Search code examples
pythonmultithreadingpython-itertools

How do I "multi-process" the itertools product module?


So I tried I tried calculating millions and millions of different combinations of the below string but I was only calculating roughly 1,750 combinations a second which isn't even near the speed I need. So how would I reshape this so multiple processes of the same thing are calculating different parts, while not calculating parts that have already been calculated and also maintaining fast speeds? The code below is partially what I've been using. Any examples would be appreciated!

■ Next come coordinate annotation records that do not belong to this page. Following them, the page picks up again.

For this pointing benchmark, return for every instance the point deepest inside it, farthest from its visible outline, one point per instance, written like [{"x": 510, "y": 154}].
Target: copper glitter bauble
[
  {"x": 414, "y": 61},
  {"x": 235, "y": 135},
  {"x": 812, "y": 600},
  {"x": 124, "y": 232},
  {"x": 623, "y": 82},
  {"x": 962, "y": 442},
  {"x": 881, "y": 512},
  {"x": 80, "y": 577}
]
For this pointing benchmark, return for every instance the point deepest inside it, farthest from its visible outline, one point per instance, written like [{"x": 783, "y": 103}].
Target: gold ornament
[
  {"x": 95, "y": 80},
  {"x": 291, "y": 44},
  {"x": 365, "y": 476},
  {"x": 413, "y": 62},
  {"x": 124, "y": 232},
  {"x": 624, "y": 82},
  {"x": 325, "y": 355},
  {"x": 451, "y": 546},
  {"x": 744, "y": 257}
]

from itertools import product
for chars in product("abcdefghijklmnopqrstuvwxyzABCDEFGHIJKLMNOPQRSTUVWXYZ12234567890!@#$%^&*?,()-=+[]/;", repeat = 4):
   print chars

Solution

  • One way to break the product up into parts is to break up the first component of the product, so that each independent job has all the elements starting with a certain set of first letters. For example:

    import string
    import multiprocessing as mp
    import itertools
    
    alphabet = string.ascii_letters+string.digits+"!@#$%^&*?,()-=+[]/;"
    num_parts = 4
    part_size = len(alphabet) // num_parts
    
    def do_job(first_bits):
        for x in itertools.product(first_bits, alphabet, alphabet, alphabet):
            print(x)
    
    if __name__ == "__main__":
        pool = mp.Pool()
        results = []
        for i in xrange(num_parts):
            if i == num_parts - 1:
                first_bit = alphabet[part_size * i :]
            else:
                first_bit = alphabet[part_size * i : part_size * (i+1)]
            results.append(pool.apply_async(do_job(first_bit)))
    
        pool.close()
        pool.join()
    

    (where obviously you'd only use results if do_job actually returned something).